I have yet to explore the Smolniy institute and convent. It is a blue and white complex, and the institute part was once where the Bolshevik’s principal base was during the Revolution and later became Leningrad Party headquarters. I will have to get there at some point.
So tonight is the Solstice, which means the sun never really sets. It is too bad that it is a Wednesday and that I am so exhausted. Time is so disorienting here, along with the city itself (despite its “orderly” layout). Sometimes I’ll think it’s 2pm, and then look at my watch and realize it’s already 8:30. Confusing. This evening there was a thunderstorm with heavy rain—a relief on this parched city. The winds were strong and I could see things flying off the roof across the way (I live on the 5th floor) and hear glass breaking. I hope we will have more rain soon, although that means more mosquitoes, more mud, and less pleasant walks home.

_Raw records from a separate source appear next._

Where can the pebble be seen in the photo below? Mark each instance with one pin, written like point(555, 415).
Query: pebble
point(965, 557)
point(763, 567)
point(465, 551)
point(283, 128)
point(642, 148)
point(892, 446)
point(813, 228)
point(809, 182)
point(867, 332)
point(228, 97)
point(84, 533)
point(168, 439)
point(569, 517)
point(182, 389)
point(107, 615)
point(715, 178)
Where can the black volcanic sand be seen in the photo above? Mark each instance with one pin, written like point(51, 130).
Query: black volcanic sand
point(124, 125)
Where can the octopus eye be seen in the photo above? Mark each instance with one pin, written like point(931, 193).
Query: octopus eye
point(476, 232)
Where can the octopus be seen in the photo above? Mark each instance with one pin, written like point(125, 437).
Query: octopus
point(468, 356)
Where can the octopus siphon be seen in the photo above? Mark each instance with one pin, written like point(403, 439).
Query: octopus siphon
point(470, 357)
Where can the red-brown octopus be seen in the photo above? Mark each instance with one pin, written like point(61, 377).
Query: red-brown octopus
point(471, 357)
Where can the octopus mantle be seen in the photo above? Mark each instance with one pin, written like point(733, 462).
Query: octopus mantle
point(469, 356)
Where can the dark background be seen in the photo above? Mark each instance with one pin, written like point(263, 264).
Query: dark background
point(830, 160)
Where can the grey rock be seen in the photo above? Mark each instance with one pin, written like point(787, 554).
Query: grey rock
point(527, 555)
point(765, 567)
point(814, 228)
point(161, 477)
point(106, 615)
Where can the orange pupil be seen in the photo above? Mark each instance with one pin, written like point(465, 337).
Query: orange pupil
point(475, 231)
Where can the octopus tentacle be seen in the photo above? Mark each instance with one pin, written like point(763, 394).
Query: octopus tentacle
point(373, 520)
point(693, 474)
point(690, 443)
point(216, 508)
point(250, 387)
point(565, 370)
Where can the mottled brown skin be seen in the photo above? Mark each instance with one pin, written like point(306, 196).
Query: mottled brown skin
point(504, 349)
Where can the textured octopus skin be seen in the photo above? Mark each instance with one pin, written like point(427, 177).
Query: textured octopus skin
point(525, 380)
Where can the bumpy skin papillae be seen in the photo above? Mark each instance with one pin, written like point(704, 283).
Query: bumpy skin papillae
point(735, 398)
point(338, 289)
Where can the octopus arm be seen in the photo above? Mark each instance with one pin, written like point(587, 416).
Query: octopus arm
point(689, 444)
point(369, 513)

Besides the solstice, my day was uneventful. I still don’t really know how to get around (transferring metro stops, taking minibuses, and trolleybuses, and then finding what stops to go to). Classes were decent (lots of grammar). And then a bunch of us, along with Prof Golstein, went to get lunch at a café near the Institute. If I’ve learned anything today, it’s that everything takes forever in Russia. We waited for our food for at least an hour and a half, and it turned out to be pretty bad. So far the food I’ve had at cafes has been really really disappointing, while the food at home has been surprisingly edible. It was nice to get to know people better, especially the two Bulgarian girls who basically saved us until Prof Golstein got there to explain the menu. Afterwards some of us decided to go to Sadovaya to buy concert tickets and try to find adapters for the outlets here. David decided to go home early because he wasn’t feeling well (he had three shots of vodka at lunch despite Prof Golstein’s warning that one shouldn’t drink vodka in hot weather). Buying tickets took forever, as did wandering around in the computer store. I got to embarrass myself today by trying to explain to 5 different people from three different stores what an adapter was and what I needed it for. Eventually I found the right thing for my computer, since the one I had was getting really hot and smelling like it was about to catch fire. Not good. So hopefully my computer won’t blow up as I’m writing this.
I think on Friday some of us want to go to The Idiot (Dostoevsky anyone?), supposedly a good café, although my host parents said the only thing interested about it was the décor. So we’ll see. Tonight was dinner with the family, homework, some relaxing, and the storm.
It is midnight right now on the longest day of year. White nights are amazing, although backpacking during the summer in Alaska has prepared me somewhat. The whole city stays alive. You can see couples walking along the street half drunk on the feelings that these nights inspire and perhaps half drunk on all the vodka they’ve no doubt been drinking since afternoon. What a night, how strange to live in a city that can never turn out its own lights.